Ky Chamna: Once you arrived in the United States, what training did you get? Also, which parts of the country did you visit in between your exchange program agenda?

Chin Chav An: I was in the YSEALI Academic Fellowship on Civic Engagement. So, everything back then pretty much revolved around the topic. There were classes on campus and field activities. We took classes in International Human and Civil Rights, Peace Studies, Conflict Resolution, Social Entrepreneurship and many more guest lectures in Sustainability and Disabilities. Outside of class was where we got ourselves exposed and our eyes opened. We went to a whole lot of museums in Georgia and Alabama [states] to get close to the grassroot civil-rights movement that started [in the mid-20th century] to demand racial equality in the US. That includes the legendary Martin Luther King Jr. and his famous speech “I have a dream.”

Ky Chamna: After both the pre-departure training in Cambodia and further training in the United States, what are some of the remarkable things that you have learnt specifically through the YSEALI?

Chin Chav An: Being able to personally experience the scene of change that happened in the past, I have learned that change can start from the grassroot level and that change involves many actors to catalyze the process. As a media person, I observed how traditional media back then played their role in broadcasting about different causes and gathering support for them to advance their demands. Mass media helped amplify the voice and mobilize resources throughout different stages of social change. In this modern day, I reflect on how digital media nowadays has the power to influence our everyday lives.

Ky Chamna: As stated in the program, a successful candidate should implement a project, which aims to foster the development of the community when returning to Cambodia. For you, as a former selected successful candidate, what was the program that you implemented after coming back to Cambodia and how successful has that project of yours been?

Chin Chav An: Witnessing the power of media in this digital world, my friends and I applied for the Alumni Engagement Innovation Fund and implemented the HER Project (Digital Edition) through which we trained 15 young women students from the capital city of Phnom Penh, Kampong Chhnang Province, Battambang Province and Siem Reap Province in digital media literacy and digital campaigning. During the project, the young women implemented their social media campaigns and digital outreach regarding media literacy in their communities, and reached more than 1 million people and engaged more than 100,000 people. Once you become an Alumni of YSEALI, there will be different kinds of funding programs. There is the YSEALI Unify fund given annually for the implementation of smaller projects. Back then, I implemented my Alumni Engagement Innovation fund, which was somewhat a medium size project. There also is YSEALI Seed for the Future grants. You can apply and compete for the funds to help make your project a reality.

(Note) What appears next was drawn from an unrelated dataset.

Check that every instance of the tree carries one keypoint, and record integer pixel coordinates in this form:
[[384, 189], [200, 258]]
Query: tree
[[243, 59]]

Ky Chamna: In an overall sense, how did the program influence/change your mindset, perception or thinking toward your life and reality?

Chin Chav An: As a development passionate, I have always dreamed of seeing my own country progress toward more and more development. Being able to open myself to the outside environment enabled me to understand that every country has its own stories to tell and that there is more to learn for me and for the society I live in.